ブリテン島とケルト文化
2025年3月17日 CATEGORY - 日本人と英語
書籍紹介ブログにてご紹介した「英語は語源×世界史を知ると面白い」からテーマをいただいて書いていますが、第三回目のテーマは「ケルト文化」です。
日本では「ケルト」と聞いても、サッカーの「 The Celtic FC(セルティック)」くらいしか思いつかない方も多いとは思いますが、本書ではこの「ケルト文化」がブリテン島すなわち現在のイギリスに大きな影響を与えた重要な文化であることが明らかにされています。
以下に、該当部分を要約の上引用します。
「現在、Britonと言えば『英国人』のことだが、歴史の中で語られるBritonはローマに侵略された頃の『ケルト人』を指す言葉となる。ブリテン島はローマ化が進み、被支配階級のケルト人が話すケルト語と支配階級であるローマ人が話すラテン語が共存していくことになる。しかしながら、ローマ帝国が衰えを見せ始めた五世紀ころにゲルマン人の一派であるアングロ・サクソン人が侵入したことで、ケルト人はスコットランド、ウェールズ、アイルランド、コーンウォールなどの地方に追いやられることになる。ケルト語から派生したゲール語はスコットランドでは死語になりつつあるが、アイルランドでは英語とともに公用語となっており、ケルト文化が引き継がれている。」
このケルト人の文化で私たち日本人に最もなじみ深いものとして、「ハロウィーン(Halloween)」があります。
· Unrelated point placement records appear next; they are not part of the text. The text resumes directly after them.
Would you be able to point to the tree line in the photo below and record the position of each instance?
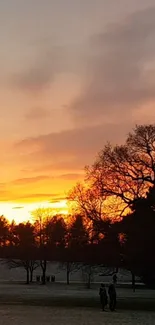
(112, 221)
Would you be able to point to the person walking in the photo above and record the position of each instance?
(103, 296)
(112, 296)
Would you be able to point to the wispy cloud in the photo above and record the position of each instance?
(28, 180)
(121, 74)
(36, 113)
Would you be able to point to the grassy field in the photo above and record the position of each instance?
(61, 295)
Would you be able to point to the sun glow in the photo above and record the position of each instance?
(23, 212)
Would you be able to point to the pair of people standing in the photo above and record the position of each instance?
(104, 296)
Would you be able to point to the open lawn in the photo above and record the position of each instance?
(75, 295)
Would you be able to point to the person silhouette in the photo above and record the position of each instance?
(103, 296)
(112, 296)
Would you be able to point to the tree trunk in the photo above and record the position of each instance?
(68, 273)
(43, 266)
(133, 282)
(31, 275)
(27, 276)
(89, 280)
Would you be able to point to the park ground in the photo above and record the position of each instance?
(61, 304)
(23, 315)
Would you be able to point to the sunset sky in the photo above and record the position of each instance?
(74, 74)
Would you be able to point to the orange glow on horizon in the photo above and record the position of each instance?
(23, 212)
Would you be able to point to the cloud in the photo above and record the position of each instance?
(41, 69)
(35, 113)
(72, 148)
(57, 200)
(29, 180)
(121, 73)
(73, 176)
(17, 208)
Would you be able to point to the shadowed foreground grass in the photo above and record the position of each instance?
(140, 304)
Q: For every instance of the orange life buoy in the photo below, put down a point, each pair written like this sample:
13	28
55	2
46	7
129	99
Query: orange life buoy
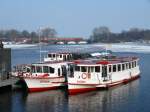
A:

「10月31日のハロウィーンの起源はケルト人が秋の収穫を祝っていた『サウィン祭(Samhain)』にあり、語源はゲール語で『夏の終わり』。古代ケルト暦では10月31日は一年の終わりの日、つまり大晦日のことで、この日に祖先の霊が家族に会いに戻ってくると信じられていた。日本でいえばお盆と秋の収穫祭と大晦日がいっぺんに来るような日である。祖先の霊とともに悪霊もやってくると考えられており、その悪霊に自分が人間であることを悟られないように、火をたいたり、仮装をして身を守ったと言われる。中世のカトリックでは11月1日を『諸聖人の日=All Saint’s Day(万聖節)』として祝っていたが、この両日が結び付けられて、Halloweenの習慣となっていった。特にアメリカでは宗教的な色彩が薄れて、子供や大人が仮装して楽しむイベントになり、日本に初めて伝わったのは東京の原宿で1970年代のころだった。」
では、なぜこの日を「ハロウィーン(Halloween)」と呼ぶのでしょうか、これについて以下のような説明がありました。
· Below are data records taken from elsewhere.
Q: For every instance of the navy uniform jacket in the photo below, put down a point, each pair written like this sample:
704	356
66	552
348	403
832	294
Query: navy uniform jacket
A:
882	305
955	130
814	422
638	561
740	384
「HalloweenはAll Hallow’s Evenが語源で、『All(すべての) Hallow(聖人)Even(前夜)』ということ。」
えっ?前夜はeveじゃないのか?
と思ってウィキペディアで調べてみましたら、
「eveはevening(夜、晩)と同義の古語evenの語末音が消失したものである。」
とあり、そのeveが「晩」ではなく「前夜」という意味になった理由に関して、
「ユダヤ暦およびそれを継承する教会暦では、現在の暦のように0時ではなく日没を日付の変わり目としていた。したがって、この暦を採用する教会では、12月24日の日没から12月25日(教会暦)が始まるので、この日没時から0時までがクリスマス・イヴということになる。そしてクリスマスの一日は12月25日の日没に終わることになる。つまり、『クリスマス・イヴ』とは『クリスマスの前夜』ではなく、その言葉の通り、まさに『クリスマス当日の夜』なのである。ただし、キリスト教国においても現代の概念を用いて『クリスマスの前夜』と説明することがある。転じて、俗に12月24日全体を指すこともある。」
との説明がありました。
そして、この「eve」はクリスマス以外にも例えばNew Year’s Eveのように「前夜」という意味で一般に使用されるようになっていたということなのでしょう。
このように見てみると、「ケルト文化」の象徴のような「ハロウィーン(Halloween)」でさえも、キリスト教文化の影響をしっかり受けていることが確認できます。